Let’s say you have a well that uses 10 kilowatt hours (KWH) per month.
We have such a well with it’s own meter and on an account separate from our house.
And for the electric use of that well, we fall under a rate program (Schedule G) that charges us .10205 per KWH.
In May 2021, we used 11 KWH on that well.
And so, we would pay 11 x .10205.
Which means our bill would be $1.12 for that month.
Except, the rate schedule says that:
The minimum bill per month shall not be less than:
(a) $5.00, or
(b) $2.41 per kilowatt of capacity necessary to serve the Customer.
Okay, we’ll take what’s behind door (a).
Five dollars a month.
No you cannot have what’s behind door (a), Potomac Edison says.
You have to take what’s behind door (b).
Why door (b) and not door (a)? Potomac Edison won’t say.
And what’s behind door (b)?
$2.41 per kilowatt of capacity necessary to serve the Customer.
That’s instead of the .10205 per KWH set out in the first part of Schedule G.
And what exactly is the “capacity necessary to service the Customer”?
The capacity is defined as “the maximum number of kilowatt-hours used in the current month, or in any of the previous 12 months, divided by 120.”
Even though we usually use only 10 KWH or so on that well, in March our KWH shot up to a whopping 1104 KWH.
Holy smokes. 1104?
How did that happen?
Well, as it turns out, there was a leak in our pressure tank. And the well kept pumping and pumping water into the ground.
A friend came over with his backhoe to dig up the tank and and our local plumber replaced the leaking tank with a new pressure tank.
Now we are back down to the usual 10 or 11 KWH per month.
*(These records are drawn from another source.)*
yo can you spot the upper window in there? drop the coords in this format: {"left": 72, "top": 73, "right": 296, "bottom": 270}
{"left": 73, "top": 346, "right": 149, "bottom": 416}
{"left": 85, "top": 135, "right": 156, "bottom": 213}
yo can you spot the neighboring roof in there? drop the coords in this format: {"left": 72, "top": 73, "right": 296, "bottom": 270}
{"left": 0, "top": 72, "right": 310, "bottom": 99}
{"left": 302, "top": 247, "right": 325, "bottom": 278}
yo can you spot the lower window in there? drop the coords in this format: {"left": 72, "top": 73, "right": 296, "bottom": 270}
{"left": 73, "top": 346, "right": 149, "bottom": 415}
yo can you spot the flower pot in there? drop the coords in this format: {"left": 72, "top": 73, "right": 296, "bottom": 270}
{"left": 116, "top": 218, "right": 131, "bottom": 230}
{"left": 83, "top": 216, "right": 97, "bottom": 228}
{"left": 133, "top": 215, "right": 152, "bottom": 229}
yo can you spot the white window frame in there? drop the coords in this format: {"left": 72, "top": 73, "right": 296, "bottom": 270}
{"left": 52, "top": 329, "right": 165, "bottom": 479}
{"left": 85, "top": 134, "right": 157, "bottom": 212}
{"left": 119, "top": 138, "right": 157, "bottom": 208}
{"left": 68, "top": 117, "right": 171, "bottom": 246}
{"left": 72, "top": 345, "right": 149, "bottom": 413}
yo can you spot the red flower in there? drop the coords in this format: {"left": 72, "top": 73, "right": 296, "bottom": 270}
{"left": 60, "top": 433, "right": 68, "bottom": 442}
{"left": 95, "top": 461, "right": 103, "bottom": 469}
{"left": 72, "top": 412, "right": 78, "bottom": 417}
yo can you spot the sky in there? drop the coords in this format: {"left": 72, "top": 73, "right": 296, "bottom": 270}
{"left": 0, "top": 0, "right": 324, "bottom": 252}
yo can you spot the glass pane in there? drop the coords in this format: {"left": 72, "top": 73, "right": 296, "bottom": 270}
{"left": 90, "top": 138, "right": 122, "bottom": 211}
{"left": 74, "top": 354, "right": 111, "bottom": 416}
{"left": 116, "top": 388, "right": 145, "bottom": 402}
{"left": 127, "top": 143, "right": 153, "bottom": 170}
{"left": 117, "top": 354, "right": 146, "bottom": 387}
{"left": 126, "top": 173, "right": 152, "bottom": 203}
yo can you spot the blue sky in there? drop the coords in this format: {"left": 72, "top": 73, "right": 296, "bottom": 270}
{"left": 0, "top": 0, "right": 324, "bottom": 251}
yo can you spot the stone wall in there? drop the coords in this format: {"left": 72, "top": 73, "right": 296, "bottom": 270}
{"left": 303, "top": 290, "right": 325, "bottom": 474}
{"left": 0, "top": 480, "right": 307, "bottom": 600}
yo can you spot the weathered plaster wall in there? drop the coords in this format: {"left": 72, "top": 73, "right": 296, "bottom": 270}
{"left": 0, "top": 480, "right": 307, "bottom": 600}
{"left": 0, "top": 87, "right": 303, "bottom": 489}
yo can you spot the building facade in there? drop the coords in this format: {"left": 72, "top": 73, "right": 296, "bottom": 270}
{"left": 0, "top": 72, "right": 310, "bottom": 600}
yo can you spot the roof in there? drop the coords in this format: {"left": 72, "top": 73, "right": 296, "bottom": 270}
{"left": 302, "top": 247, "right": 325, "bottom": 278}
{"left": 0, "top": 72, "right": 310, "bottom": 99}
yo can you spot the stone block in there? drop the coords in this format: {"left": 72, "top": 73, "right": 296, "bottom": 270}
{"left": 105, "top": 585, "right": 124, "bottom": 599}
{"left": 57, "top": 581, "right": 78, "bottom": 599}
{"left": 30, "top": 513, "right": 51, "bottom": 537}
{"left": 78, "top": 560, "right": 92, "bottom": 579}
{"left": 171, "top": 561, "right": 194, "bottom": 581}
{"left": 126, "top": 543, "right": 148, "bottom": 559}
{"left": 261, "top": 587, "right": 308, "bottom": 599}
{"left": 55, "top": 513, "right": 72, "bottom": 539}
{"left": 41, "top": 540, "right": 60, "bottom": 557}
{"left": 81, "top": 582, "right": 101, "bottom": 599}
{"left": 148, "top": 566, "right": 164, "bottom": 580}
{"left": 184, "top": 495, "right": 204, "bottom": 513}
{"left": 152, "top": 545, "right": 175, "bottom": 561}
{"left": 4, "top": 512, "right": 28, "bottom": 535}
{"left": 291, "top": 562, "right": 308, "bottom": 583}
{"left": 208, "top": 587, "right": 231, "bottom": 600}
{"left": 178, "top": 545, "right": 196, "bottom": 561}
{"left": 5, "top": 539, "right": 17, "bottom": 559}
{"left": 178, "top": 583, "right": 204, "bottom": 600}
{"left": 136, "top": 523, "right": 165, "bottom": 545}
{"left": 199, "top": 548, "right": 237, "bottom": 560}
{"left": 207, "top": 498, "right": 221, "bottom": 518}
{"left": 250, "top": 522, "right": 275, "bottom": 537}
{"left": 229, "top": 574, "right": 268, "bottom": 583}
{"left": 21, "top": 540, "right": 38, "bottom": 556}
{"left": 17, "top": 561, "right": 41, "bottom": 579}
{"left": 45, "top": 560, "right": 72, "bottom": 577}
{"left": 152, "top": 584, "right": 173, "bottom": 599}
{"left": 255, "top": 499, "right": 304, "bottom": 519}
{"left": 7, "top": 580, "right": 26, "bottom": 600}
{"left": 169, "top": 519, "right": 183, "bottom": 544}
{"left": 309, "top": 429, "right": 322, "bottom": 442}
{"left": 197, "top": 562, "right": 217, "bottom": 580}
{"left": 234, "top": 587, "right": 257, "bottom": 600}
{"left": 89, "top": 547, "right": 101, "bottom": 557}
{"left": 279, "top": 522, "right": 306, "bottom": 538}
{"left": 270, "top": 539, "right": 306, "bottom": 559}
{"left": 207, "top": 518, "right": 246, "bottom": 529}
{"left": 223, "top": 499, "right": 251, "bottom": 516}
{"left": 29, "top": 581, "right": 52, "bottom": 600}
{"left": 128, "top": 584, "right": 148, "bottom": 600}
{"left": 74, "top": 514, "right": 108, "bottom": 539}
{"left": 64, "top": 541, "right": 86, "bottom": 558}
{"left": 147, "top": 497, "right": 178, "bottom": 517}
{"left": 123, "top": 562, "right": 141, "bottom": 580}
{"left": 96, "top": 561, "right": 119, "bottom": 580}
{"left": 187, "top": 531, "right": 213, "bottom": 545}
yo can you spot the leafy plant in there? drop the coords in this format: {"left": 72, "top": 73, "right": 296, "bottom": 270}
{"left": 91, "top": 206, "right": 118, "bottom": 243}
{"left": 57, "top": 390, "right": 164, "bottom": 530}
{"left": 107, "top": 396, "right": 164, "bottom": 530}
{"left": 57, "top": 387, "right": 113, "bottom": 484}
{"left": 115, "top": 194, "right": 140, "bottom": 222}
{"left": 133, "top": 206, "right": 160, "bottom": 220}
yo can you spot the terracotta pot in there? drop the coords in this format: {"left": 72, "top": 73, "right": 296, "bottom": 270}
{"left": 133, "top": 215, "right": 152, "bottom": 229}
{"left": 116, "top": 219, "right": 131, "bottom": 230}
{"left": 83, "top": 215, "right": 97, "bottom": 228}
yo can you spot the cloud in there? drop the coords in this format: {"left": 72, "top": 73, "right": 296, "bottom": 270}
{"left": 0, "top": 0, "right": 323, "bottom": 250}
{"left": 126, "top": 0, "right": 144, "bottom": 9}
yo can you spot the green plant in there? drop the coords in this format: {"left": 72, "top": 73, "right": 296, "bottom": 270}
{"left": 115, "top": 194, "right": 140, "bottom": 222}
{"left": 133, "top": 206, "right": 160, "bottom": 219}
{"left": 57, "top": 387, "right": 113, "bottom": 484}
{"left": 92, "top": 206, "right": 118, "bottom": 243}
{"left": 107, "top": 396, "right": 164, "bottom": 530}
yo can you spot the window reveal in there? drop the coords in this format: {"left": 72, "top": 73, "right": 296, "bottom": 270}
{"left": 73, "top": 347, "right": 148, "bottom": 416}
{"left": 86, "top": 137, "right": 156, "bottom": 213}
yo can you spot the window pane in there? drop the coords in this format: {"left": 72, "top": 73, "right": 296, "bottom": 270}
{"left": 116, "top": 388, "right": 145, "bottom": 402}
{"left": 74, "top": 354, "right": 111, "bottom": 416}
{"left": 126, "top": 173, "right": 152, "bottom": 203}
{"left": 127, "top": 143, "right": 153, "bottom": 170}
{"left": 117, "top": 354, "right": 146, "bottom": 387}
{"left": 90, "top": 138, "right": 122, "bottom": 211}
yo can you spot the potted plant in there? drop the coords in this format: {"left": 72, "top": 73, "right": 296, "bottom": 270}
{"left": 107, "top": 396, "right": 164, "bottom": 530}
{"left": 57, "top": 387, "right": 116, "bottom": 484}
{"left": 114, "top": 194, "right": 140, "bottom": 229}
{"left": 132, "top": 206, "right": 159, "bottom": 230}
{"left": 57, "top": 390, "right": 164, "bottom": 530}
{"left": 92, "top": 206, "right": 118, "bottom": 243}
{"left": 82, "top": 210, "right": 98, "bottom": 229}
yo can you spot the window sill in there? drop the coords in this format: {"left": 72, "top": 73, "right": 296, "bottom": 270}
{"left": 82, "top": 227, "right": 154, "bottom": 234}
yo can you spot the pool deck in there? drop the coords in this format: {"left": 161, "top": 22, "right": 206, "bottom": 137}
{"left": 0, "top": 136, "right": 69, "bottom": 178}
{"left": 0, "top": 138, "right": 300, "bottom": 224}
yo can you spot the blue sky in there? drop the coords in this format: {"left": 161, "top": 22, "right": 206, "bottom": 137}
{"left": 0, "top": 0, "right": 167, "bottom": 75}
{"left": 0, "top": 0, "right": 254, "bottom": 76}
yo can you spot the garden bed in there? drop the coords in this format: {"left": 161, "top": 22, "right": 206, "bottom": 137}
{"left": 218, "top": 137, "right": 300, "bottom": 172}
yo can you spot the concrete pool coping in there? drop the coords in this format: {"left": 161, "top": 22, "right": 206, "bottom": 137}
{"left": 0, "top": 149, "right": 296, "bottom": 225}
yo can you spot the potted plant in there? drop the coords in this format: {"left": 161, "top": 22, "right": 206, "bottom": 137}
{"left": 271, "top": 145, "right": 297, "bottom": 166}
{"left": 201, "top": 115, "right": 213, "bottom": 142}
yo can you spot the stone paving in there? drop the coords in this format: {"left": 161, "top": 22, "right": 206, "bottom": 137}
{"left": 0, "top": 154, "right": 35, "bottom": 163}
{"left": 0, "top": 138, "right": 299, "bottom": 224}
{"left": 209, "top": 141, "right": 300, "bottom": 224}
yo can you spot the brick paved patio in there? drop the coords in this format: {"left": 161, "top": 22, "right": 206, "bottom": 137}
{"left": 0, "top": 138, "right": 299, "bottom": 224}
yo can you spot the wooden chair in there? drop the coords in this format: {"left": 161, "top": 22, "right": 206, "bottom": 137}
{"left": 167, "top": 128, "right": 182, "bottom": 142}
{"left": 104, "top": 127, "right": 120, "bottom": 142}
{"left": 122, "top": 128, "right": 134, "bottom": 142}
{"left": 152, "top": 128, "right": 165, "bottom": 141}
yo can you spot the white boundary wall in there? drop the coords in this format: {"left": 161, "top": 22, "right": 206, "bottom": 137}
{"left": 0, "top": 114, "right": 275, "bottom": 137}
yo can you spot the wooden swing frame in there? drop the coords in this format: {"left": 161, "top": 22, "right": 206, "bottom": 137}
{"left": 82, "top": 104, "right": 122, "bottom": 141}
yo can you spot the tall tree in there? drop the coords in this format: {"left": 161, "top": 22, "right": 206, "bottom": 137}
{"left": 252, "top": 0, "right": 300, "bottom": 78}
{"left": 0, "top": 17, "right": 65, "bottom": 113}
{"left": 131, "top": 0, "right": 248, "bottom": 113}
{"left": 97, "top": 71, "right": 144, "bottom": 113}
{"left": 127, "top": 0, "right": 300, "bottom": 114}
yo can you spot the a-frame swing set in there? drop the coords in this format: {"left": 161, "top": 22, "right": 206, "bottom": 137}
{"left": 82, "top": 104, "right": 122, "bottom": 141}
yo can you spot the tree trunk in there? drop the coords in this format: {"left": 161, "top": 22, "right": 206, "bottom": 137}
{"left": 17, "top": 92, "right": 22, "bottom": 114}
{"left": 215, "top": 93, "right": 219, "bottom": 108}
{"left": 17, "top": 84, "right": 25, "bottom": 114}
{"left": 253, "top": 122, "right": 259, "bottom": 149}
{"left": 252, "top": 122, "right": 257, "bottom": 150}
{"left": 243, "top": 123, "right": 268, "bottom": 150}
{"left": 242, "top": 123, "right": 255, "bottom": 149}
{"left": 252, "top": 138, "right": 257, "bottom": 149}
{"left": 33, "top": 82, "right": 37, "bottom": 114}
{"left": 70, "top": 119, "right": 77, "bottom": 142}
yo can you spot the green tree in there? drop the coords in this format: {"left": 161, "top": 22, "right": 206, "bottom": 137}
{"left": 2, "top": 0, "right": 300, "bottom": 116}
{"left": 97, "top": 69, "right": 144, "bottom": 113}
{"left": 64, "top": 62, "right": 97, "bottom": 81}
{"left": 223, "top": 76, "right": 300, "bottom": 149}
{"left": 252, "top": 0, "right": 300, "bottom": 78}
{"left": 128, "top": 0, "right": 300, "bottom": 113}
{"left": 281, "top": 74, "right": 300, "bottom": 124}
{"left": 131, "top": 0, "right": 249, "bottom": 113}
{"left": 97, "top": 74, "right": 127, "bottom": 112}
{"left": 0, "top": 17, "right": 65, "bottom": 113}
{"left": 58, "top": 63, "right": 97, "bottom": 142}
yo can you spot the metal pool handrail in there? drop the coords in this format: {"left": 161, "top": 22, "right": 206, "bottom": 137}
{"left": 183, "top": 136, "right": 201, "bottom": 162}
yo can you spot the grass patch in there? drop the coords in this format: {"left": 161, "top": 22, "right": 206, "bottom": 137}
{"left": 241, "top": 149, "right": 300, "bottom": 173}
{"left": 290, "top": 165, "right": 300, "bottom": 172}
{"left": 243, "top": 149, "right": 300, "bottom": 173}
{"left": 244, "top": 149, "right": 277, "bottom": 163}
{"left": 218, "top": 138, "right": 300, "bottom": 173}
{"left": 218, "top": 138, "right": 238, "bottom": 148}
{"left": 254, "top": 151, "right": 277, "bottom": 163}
But because our bill shot up to 1104 KWH in March because of the leaking pressure tank, we have got to go through the 12 month calculus set out in Schedule G – approved by the West Virginia Public Service Commission — your tax dollars at work.
1104 divided by 120 equals 9.2.
9.2 times $2.41 is $22.17.
Add additionals and we are up to $22.30.
That’s our electricity bill for the month of March for that well.
And that will be our monthly bill for every month through February 2022.
Because we had a leaky pressure tank.
Remember, if we were just paying for what we used in May – 11 KWH – we would be paying 11 x .10205 of $1.12. (Okay, plus the .03 environmental control charge which bumps it up to $1.15.)
Our bill would be $1.15.
Instead it’s $22.30.
For the next ten months or so we are paying Potomac Edison and extra $21.15 per month.
It took two hours over two days to try and get an answer from Potomac Edison customer service.
And finally I got a supervisor who told me that while he understood the unfairness of the situation, there is nothing the company could do to adjust the calculus so that we could pay only for the electricity we actually use.
Or at least to pay the alternative minimum of $5.
Or as the supervisor put it – “We can’t erase history.”